Keywords: transfer learning, similarity prediction, clustering, domain adaptation, unsupervised learning, computer vision, deep learning, constrained clustering
TL;DR: A learnable clustering objective to facilitate transfer learning across domains and tasks
Abstract: This paper introduces a novel method to perform transfer learning across domains and tasks, formulating it as a problem of learning to cluster. The key insight is that, in addition to features, we can transfer similarity information and this is sufficient to learn a similarity function and clustering network to perform both domain adaptation and cross-task transfer learning. We begin by reducing categorical information to pairwise constraints, which only considers whether two instances belong to the same class or not (pairwise semantic similarity). This similarity is category-agnostic and can be learned from data in the source domain using a similarity network. We then present two novel approaches for performing transfer learning using this similarity function.
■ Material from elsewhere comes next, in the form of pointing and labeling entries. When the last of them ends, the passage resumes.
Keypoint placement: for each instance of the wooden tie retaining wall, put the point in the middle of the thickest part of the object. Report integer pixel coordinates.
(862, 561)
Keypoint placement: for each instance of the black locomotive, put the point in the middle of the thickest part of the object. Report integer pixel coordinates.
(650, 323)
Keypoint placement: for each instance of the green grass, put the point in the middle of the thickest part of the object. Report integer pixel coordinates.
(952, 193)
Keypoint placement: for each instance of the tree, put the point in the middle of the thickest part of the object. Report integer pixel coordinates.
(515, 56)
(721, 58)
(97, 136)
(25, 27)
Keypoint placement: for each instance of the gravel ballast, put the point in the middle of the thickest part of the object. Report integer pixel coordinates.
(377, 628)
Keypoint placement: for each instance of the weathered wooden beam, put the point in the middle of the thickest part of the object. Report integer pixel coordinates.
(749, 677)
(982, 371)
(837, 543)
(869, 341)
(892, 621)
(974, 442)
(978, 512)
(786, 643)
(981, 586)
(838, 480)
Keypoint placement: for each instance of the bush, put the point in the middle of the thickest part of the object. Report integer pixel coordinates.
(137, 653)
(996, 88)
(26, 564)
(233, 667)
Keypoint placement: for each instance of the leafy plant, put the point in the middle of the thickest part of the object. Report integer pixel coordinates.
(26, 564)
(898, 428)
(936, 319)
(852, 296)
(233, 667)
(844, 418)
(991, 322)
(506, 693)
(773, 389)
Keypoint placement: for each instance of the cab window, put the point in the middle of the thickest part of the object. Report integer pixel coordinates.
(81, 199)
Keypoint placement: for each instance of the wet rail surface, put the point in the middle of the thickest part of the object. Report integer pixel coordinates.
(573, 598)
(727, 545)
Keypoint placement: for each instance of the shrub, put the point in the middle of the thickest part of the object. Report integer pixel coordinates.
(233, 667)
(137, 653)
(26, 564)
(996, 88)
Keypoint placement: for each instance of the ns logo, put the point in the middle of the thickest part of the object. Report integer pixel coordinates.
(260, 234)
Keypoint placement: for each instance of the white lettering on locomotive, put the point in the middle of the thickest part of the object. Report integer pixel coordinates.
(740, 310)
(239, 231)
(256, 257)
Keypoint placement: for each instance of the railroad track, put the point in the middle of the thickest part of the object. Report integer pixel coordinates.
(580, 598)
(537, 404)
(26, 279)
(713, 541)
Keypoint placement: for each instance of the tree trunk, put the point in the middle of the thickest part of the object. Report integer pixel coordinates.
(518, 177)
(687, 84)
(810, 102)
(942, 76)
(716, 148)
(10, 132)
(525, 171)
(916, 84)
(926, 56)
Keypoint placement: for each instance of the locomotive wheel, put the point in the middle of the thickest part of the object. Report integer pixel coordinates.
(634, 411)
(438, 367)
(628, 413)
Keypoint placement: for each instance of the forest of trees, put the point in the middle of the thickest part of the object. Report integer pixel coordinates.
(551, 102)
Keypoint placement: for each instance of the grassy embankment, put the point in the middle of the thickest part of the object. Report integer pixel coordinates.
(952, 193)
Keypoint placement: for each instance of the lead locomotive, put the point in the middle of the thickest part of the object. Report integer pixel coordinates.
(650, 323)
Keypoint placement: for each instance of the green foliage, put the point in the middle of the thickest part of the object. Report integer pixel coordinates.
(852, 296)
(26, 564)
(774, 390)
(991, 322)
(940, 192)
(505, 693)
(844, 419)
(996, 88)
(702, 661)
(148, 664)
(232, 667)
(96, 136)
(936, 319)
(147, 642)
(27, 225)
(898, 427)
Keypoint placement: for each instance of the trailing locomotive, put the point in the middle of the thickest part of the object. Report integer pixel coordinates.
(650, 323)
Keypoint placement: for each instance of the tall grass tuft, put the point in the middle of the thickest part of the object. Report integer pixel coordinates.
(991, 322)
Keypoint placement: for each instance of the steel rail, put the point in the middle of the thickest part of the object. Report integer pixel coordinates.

First, for unsupervised domain adaptation, we design a new loss function to regularize classification with a constrained clustering loss, hence learning a clustering network with the transferred similarity metric generating the training inputs. Second, for cross-task learning (i.e., unsupervised clustering with unseen categories), we propose a framework to reconstruct and estimate the number of semantic clusters, again using the clustering network. Since the similarity network is noisy, the key is to use a robust clustering algorithm, and we show that our formulation is more robust than the alternative constrained and unconstrained clustering approaches. Using this method, we first show state of the art results for the challenging cross-task problem, applied on Omniglot and ImageNet. Our results show that we can reconstruct semantic clusters with high accuracy. We then evaluate the performance of cross-domain transfer using images from the Office-31 and SVHN-MNIST tasks and present top accuracy on both datasets. Our approach doesn't explicitly deal with domain discrepancy. If we combine with a domain adaptation loss, it shows further improvement.